Is there any design document, e.g. in the KEEP-sty...
# compose
f
Is there any design document, e.g. in the KEEP-style, for the transformations performed by the composer compiler on a
@Composable
function?
z
s
You can read a kdoc on the ComposableFunctionBodyTransformer
c
There is no single document internally or externally that specifies what the plugin does. As @shikasd implies, the current source of truth is the compiler sources. For now the sources and talks like Jossi and Amber's talk are your best place for information about what the compiler does. We have accumulated design documents internally but they contain content that are not prepared for external presentation as they often contain references and links to documents that are not externally accessible and are not ready to be, or cannot be made to be, public. However, we have begun accumulating design documents in https://github.com/JetBrains/kotlin/tree/master/plugins/compose/design which is where such documents are likely to go and I have been opportunitstically converting our internal documents into documents we can share in the design directory. Is there something specific you would like covered?
f
Thanks for all the responses. I'm trying to understand the guarantees that we have (or don't have) on a composable function. Namely, how much of the Kotlin semantics is changed. For instance, https://developer.android.com/develop/ui/compose/mental-model#recomposition states
If you look at the code for a composable function, you might assume that the code is run in the order it appears.

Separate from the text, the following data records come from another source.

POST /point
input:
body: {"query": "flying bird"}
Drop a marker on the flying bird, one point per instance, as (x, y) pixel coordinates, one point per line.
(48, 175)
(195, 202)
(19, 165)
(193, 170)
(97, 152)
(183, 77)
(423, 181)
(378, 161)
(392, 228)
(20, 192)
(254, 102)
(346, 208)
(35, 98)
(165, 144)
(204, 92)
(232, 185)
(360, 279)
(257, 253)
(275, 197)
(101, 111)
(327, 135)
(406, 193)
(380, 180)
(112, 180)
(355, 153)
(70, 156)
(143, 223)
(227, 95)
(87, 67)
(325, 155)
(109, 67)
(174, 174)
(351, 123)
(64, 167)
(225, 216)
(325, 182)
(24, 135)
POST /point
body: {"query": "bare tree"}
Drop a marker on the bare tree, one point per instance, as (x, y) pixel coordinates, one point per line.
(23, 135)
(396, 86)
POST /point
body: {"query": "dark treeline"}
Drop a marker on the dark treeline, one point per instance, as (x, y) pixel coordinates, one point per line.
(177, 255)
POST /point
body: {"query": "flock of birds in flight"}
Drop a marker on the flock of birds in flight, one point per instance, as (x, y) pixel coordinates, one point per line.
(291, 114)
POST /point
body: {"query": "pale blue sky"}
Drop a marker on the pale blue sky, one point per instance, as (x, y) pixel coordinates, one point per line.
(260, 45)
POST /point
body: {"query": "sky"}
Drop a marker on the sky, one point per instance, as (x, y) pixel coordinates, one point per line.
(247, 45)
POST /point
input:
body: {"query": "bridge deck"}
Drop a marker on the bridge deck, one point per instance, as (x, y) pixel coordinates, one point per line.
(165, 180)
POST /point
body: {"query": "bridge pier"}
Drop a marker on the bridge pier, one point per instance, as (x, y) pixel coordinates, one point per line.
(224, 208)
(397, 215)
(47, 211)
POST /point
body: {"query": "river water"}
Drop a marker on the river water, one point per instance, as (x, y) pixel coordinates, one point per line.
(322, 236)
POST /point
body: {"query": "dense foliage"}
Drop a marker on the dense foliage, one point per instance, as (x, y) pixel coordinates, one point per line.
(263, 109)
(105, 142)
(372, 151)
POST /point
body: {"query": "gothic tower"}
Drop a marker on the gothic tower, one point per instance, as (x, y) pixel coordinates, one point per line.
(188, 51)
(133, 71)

But this isn't necessarily true.
This sentence seems a bit scary, if the scope of the behaviour changes is not more well defined. Note that it refers to the code for a composable function and not the order on how those functions are called.
c
I believe this document overstates the changes we make. Ignoring lambdas for a bit,
@Composable
functions are normal function except that they 1) can skip if their parameters are the same as before (e.g. a memoized result), 2) can be called again directly if they read a mutable state that is changed (even if their parameters have not), and carry a silent parameter, the composer, which records the implied effect of composition. During initial composition (when it is creating the content, not updating it) the code executes without any reordering. When we recompose (to run the code to update the content) we ensure that all calls happen in the order they would have had the caller called them directly. That is,
StartScreen()
is always called before
MiddleScreen()
if both are called in the same composition. However,
StartScreen()
is not guaranteed to be called if
MiddleScreen()
is called as it may skip or the caller may have skipped, etc. Also, we guarantee that callers are executed before the code it calls. That is if
MyFancyNavigation
need to execute in the same composition as
StartScreen
it will execute before
StartScreen
(and the other calls made in the lambda). These guarantees are for correctness. That is if we didn't execute
MyFancyNavigation
first then we would not be sure the it even calls
StartScreen
for example, as it may not call the lambda in some cases. By correctness I mean that (ignoring mutable side effect outside the snapshot system) it would produce the same composition had all the functions been called without skipping or reordering. Composable lambdas, however, are called when the caller calls them. No surprise there. But they may be called outside of normal composition. This happens most often with what is referred as sub-composition as with
BoxWithConstraints()
and
LazyColumn()
. Any lambda may change in what phase of composition it is called. Mostly they are called synchronously but they may not be. This is no different from any other lambda in Kotlin but I call it out as it seems to contradict the paragraph above. Also, with the DSL syntax, lambdas can often be hidden so it often requires knowledge of what the composable function does to understand when something will execute. This is also like the rest of Kotlin but we lean on it a bit more heavily than other libraries. That said, it is best not to rely on these ordering guarantees. As the document implies, you should write in a style that is resilient to reordering of the execution and not rely on side-effects that would change if the order of execution changed. It is best to think of
@Composable
functions as pure functions, in the monadic sense, where the only side effects they have are recorded by the composer. An
@Composable
function should only produce the content it declares without any other effect. The order in which compose executes functions is deterministic and predictable, in a theoretical sense, but that doesn't mean, in practice, this is particularly easy to do or should be relied on.
f
Thanks for the very detailed response.